Category: films with numbers in the title / In category: 6 of 10 / Overall: 63 of 100
On paper, David Slade’s Alaska-set vampire opus has the elements of golden age John Carpenter: a small community beset by supernatural forces (a la ‘The Fog’); a wintery, isolated setting (a la ‘The Thing’); a small group of protagonists pinned down and outnumbered (a la ‘Assault on Precinct 13’). When ’30 Days of Night’ was screened on Film Four last night, I was rubbing my hands in glee at the prospect of an old-school horror movie with the suspense factor ramped up to the max.
And to be fair, the first half hour works well. Slade demonstrates an admirable economy in setting up the locale and introducing his characters: we’ve got Sheriff Eben Olesen (Josh Hartnett), his estranged wife Stella (the excellent Melissa George), his brother Jake (Mark Rendall), truculent loner Beau Brower (Mark Boone Jnr) and a handful of other townsfolk. A stranger shows up, massacres the huskies, sabotages the helicopter, fucks up phone and internet connectivity and essentially cuts the town off from the outset world.
All this on the last day of sunlight, when the residents are battening down the hatches for 30 days of – … well, the clue’s in the title. Eben arrests the stranger, but it turns out he’s only the vanguard. A bunch of vampires, lead by the ruthless Marlow (Danny Huston), hit town as soon as the darkness descends. Most of the populace are massacred (and drained of the old plasma) in short order, leaving a – yup! – small group of mismatched survivors under the increasingly strained leadership of Eben to hole up and try to stay alive.

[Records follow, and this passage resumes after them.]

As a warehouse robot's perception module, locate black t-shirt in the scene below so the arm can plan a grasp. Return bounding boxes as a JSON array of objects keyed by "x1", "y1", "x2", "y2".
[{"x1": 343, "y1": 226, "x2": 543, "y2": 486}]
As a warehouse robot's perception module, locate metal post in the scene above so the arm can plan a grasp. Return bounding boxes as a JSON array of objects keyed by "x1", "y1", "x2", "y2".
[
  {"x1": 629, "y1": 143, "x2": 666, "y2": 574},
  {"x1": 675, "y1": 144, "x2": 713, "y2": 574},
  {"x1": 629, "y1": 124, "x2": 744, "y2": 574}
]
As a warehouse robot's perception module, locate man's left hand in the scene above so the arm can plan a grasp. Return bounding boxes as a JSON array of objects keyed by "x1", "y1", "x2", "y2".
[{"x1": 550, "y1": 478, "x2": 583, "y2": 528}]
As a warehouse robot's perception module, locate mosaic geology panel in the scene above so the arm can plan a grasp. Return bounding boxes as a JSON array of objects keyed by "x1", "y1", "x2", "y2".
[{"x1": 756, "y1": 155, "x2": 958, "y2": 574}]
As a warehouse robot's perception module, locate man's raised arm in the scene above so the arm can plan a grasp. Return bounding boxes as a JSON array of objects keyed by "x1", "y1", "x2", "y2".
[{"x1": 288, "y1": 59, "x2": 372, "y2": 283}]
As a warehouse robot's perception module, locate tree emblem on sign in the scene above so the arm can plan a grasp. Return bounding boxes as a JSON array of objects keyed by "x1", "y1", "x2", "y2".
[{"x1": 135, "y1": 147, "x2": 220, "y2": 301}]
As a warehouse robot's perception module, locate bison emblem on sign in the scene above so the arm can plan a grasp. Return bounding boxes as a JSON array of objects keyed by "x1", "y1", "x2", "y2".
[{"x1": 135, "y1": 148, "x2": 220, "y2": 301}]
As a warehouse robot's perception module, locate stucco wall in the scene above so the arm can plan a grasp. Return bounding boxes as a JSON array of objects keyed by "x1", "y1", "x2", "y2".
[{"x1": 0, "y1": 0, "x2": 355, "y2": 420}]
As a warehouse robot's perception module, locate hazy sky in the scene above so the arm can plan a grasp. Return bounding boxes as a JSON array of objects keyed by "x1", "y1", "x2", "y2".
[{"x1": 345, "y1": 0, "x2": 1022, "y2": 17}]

The remainder of the film jumps from day seven to day eighteen to day twenty-seven. Some of the incident in these sequences seems to span two or three days. By my reckoning (although I must confess I gave the film less and less of my attention the longer it limped on), the vampires get their fill of virtually all the townspeople on the first couple of nights, then there are gaps of a week or so before they pick off one or two of the survivors. Which beggars the question: why stick around so long when the pickings are so slim? Moreoever – SPOILER ALERT – when the vampires decide to burn the place to the ground, both to drive out the remaining survivors and to cover their tracks, they do so on the last day of full dark. Why not do so earlier? Surely they’ve got a fair bit of travelling to do before the sun comes up. They did their main feeding the first two nights, why not make a sustained push to drive out the survivors, finish them off, burn the town and get the fuck out of Do— … er, Alaska by the end of the first week? Who knows, maybe there’s another small town cloaked in darkness for a month and they could stop off for desserts before heading back to wherever they came from? (The vampires speak something that sounds like a combination of Serbian, Vulcan and elvish, their horribly portentous dialogue rendered in subtitles.) END SPOILER.
‘30 Days of Night’ has a higher ratio of characters doing stupid fucking things than any horror movie I’ve ever seen. If the vampires don’t seem like the sharpest tools in the box, well they’re practically MENSA material compared to the people. The day seven incident where some old timer decides he wants to go for a walk – despite the fact that there’s a blizzard outside as well as a bunch of hungry fucking vampires – necessitating his son to race out into the street after him yelling “Daaaaaaaaaad!” at the top of his voice until the neck-biters descend on him, had me face-palming in disbelief. Later, Eben and his merry band up sticks from the attic they’ve holed up in and make a dash for the general store. You know, a place that’s full of food, drink, provisions, supplies. Cut to day eighteen. Apparently, there’s been no vampire activity for several days. Judging from how well stocked the shelves are, our heroes still seem to have plenty of victuals on hand. They’re warm, they’re safe, they’ve got twelve days left till the sun comes up and the bloodsuckers vamoose. So what does Eben decide? “We can’t stay here. We have to move.” No word of explanation, no murmur of protest. Seriously, not one of these goobers raises a hand and says, “Er, excuse me, pretty boy sheriff dude. One question: fucking why?” No, they just get behind numbnuts with the badge and gun and blithely risk life and limb as they make a pointless dash to another location.
I could go on. I could talk about the massive discrepancy in how long it takes a bitten human to turn. (It seems to be anywhere between seconds and entire freakin’ days.) I could bemoan the relentless seriousness of it all and the lack of emotional engagement with most of the characters (only Stella comes across as remotely empathetic and that’s mainly due to Melissa George’s performance). I could point out the misogyny: vampires can apparently feed off a male victim quickly and efficiently; to a man who’s just tried to kill them, they can administer the coup de grace swiftly; but when they’ve got a woman at their mercy, they slap her around for a while before breaking out the fangs. What the fuck, nosferatu dudes, isn’t it enough just to kill your victims?